On May 25, 2019, Chinese Historical Society dedicated a plaque to the Lung Kong Tin Yee Association for the important role it played in the lives of Chinese pioneers in the Mid-South. It is also the first historical marker to commemorate Chinese in Memphis’s 200 years of history.
The Chinese arrived in the Mid-South between 1865–1877. In 1869, Memphis hosted a labor convention attended by southern plantation owners to debate hiring Chinese labor to replace freed Negroes. However, the particular circumstances of emancipation and Reconstruction in the United States did not provide the necessary conditions for the widespread use of Chinese labor in the South.

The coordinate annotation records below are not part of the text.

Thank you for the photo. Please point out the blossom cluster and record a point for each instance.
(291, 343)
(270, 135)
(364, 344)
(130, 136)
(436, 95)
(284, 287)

Based on our research, Chinese settled in Memphis in the 1870s first as laundrymen followed by restaurant and grocery store owners. The Chinese Exclusion Act of 1882 banned Chinese laborers from entering the United States but allowed merchants as an exception. This gave Chinese an opportunity to establish businesses throughout the Mid-South region.
In the 1920s, the Chinese settlers established the Lung Kong Tin Yee Association at 233 South Third Street, later moving to 250 Vance Avenue, to offer mutual assistance in the New World. Most of these settlers came from the Sze Yap region near Canton city in Guangdong Province.
As a community center for Chinese living in Tennessee, Mississippi, and Arkansas, Lung Kong sponsored picnics, zoo trips, birthday and graduation parties, wedding banquets, and Chinese holiday celebrations. It extended mutual assistance to the sick and provided funerals for the deceased. It also served as a boarding house for bachelors who could not be with their families in China after passage of the Chinese Exclusion Act of 1882.
This object was featured in the Museum of Chinese in America (MOCA)'s exhibit, "Gathering: Collecting and Documenting Chinese American History," October 17, 2019 - March 22, 2020.